The City of Oakland will lose out on valuable cultural contributions due to Northeastern’s lack of accreditation in California. An internationally renowned center of art and music, Mills will also no longer offer Teaching Credentials, and Oakland Public Schools will lose a 100-year reciprocal relationship. At a time when public schools are in crisis, the merger ends this relationship. The teacher pipeline is a poor trade-off for the city’s anticipated pipeline to government by NU think thanks, which was setup by Mayor Schaff to capitalize on the self-dealing transition.
Additionally, the state of California is losing a potential solution to the severe student housing shortage in the Bay Area. Mills sits on 135 acres of land in the heart of East Oakland. Quite a bit of this acreage is undeveloped and could be utilized to build student housing.

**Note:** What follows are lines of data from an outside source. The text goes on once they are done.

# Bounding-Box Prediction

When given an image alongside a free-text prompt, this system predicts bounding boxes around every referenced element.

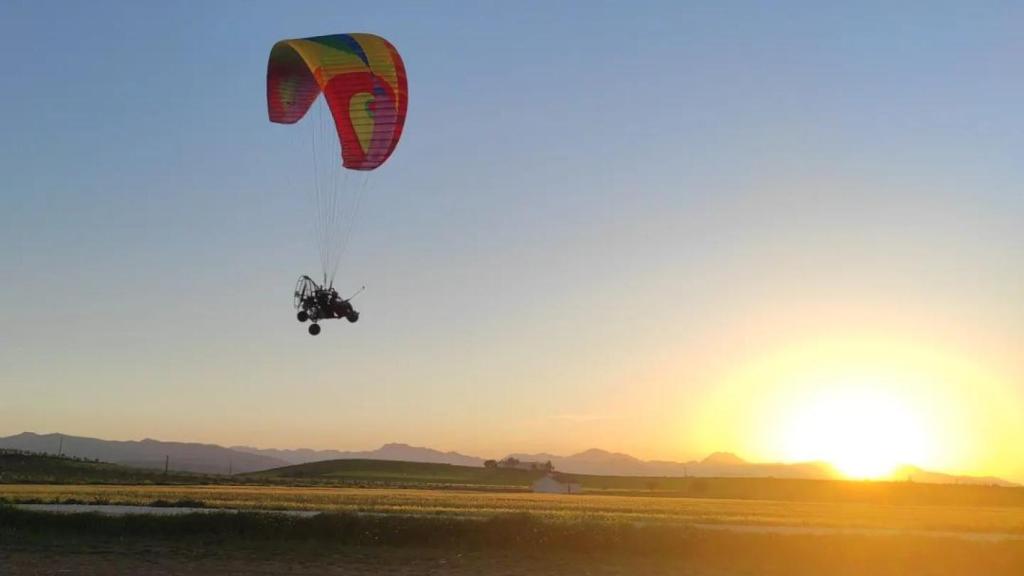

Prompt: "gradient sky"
[0,0,1024,480]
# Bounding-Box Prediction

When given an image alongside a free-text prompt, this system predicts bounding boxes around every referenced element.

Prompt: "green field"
[0,456,1024,576]
[8,485,1024,534]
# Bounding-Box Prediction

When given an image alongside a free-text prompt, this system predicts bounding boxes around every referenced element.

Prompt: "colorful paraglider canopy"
[266,34,409,170]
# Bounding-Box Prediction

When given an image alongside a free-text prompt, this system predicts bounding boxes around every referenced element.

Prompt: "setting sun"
[784,383,931,479]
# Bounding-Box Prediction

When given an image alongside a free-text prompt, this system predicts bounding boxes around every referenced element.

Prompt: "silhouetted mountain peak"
[700,452,748,466]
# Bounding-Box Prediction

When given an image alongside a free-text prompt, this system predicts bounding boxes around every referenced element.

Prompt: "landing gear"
[295,276,362,336]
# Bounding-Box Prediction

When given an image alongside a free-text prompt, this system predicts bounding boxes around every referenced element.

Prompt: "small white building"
[531,474,583,494]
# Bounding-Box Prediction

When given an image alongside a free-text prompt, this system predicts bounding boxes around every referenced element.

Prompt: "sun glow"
[784,383,932,479]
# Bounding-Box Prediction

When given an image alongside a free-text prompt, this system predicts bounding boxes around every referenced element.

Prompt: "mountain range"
[0,433,1017,486]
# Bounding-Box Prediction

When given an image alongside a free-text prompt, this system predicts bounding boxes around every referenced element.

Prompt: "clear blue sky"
[0,0,1024,475]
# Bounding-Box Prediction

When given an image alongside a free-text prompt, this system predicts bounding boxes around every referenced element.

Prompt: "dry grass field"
[0,485,1024,534]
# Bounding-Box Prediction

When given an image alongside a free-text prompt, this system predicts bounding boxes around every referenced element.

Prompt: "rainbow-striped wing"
[266,34,409,170]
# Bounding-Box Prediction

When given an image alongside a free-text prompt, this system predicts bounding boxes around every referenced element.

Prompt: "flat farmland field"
[0,485,1024,534]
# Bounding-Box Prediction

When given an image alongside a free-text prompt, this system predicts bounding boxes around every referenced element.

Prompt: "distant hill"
[893,465,1020,487]
[0,433,1017,486]
[231,444,483,466]
[0,433,289,474]
[0,450,213,484]
[510,449,840,480]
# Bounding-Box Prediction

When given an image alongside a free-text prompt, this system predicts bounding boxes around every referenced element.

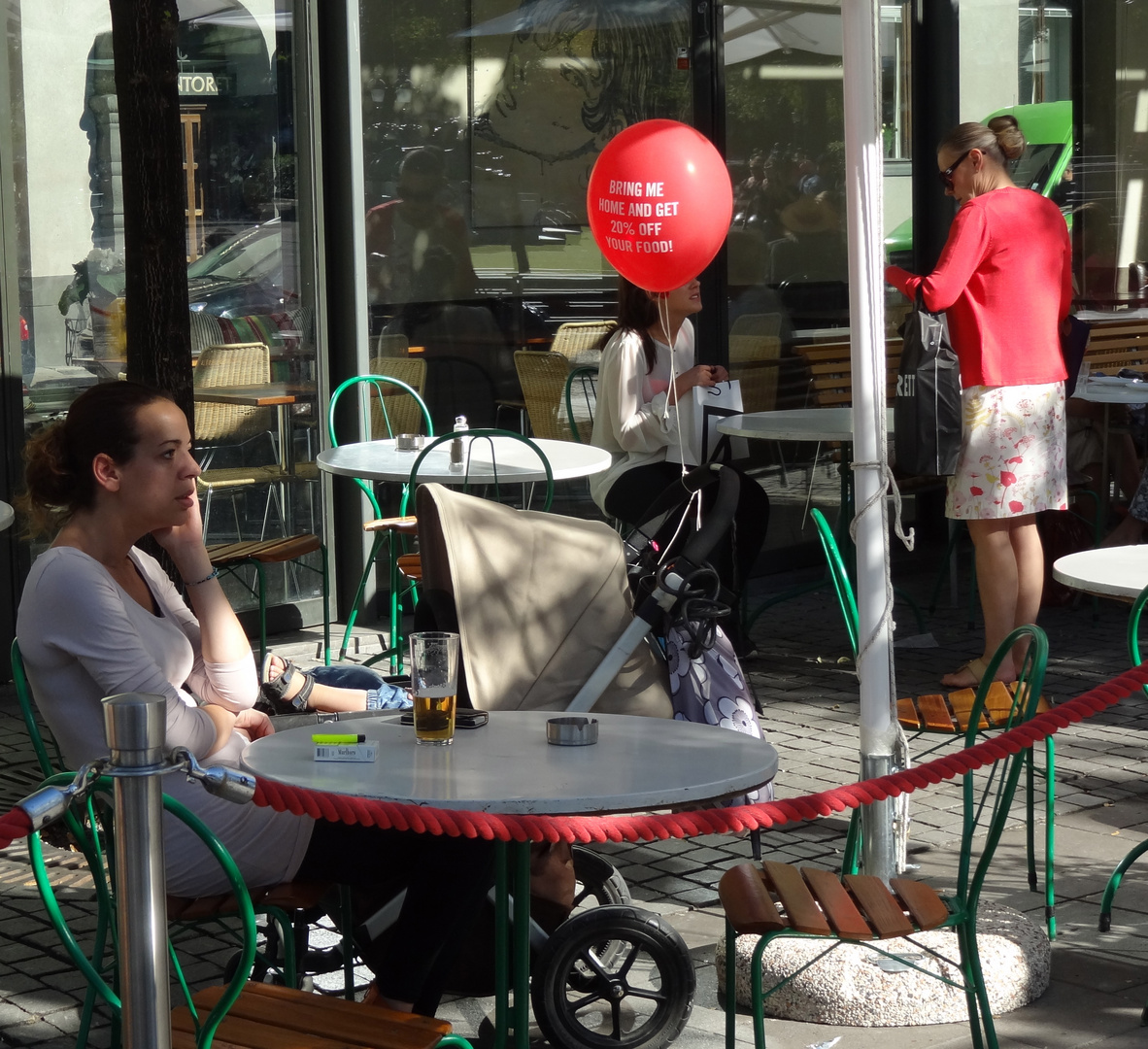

Because the negotiations between these institutions may have been improperly conducted with no public input, the public remains unaware of this potential solution.
On March 17, 2021, the Mills College Board of Trustees announced its intention to dismantle this historic college and replace it with a yet undefined “Institute” on a breakneck 15-month timeline. Financial reports, including one requested by Attorney General Rob Bonta, reveal the College is solvent and there is no “financial crisis;” Mills, in spite of mismanagement, is one of the healthier Liberal Arts schools in the US. Students have since filed a class action lawsuit because Mills misled the students about the merger and many had to change schools, majors, or careers. Mills also promised “no layoffs” until the merger reaches its one-year anniversary. Two months ago, the College pink slipped over half of the adjunct faculty (89), most of whom are unionized, thereby breaking this promise as well.
Mills is an incubator of progressive activism and its leaders of color are being replaced with a college with no commitment, (other than absorbing Mills' Racial Equity program, the only one that remains) of furthering the goals of gender and racial equity, and whose student population is overwhelmingly white. Surely in the most progressive state in the country, at a time when women’s rights are under siege and Trans lives are under fire, we should be fighting to keep rich, valuable institutions like Mills alive and thriving for generations still to come.
As the country grapples with deep social division and crisis upon crisis, Mills College simply cannot disappear just as the leaders it develops are most needed: to break barriers, to take initiative, to share bold visions for inclusion—to do the hard work.
Sign and share the Petition to Congress to investigate Mills
Click to learn more:
Mills has educated women since 1852, moving to its present campus on unceded Ohlone land in East Oakland in 1871. In 1969, it became the first independent college to establish an Ethnic Studies Department—the result of the Black Student Union's organizing, which succeeded in broadening the school's curriculum despite attempts to criminalize their advocacy. In 1990, students went on strike for two weeks to compel the Board to reverse its decision to go coed, preserving the campus as a space for women to develop their power. Mills made history (again) in 2014 when it became the first women's college to embrace transgender students in its admissions policy. Today, 58 percent of Mills undergraduates identify as LGBTQ+ and 65 percent as people of color.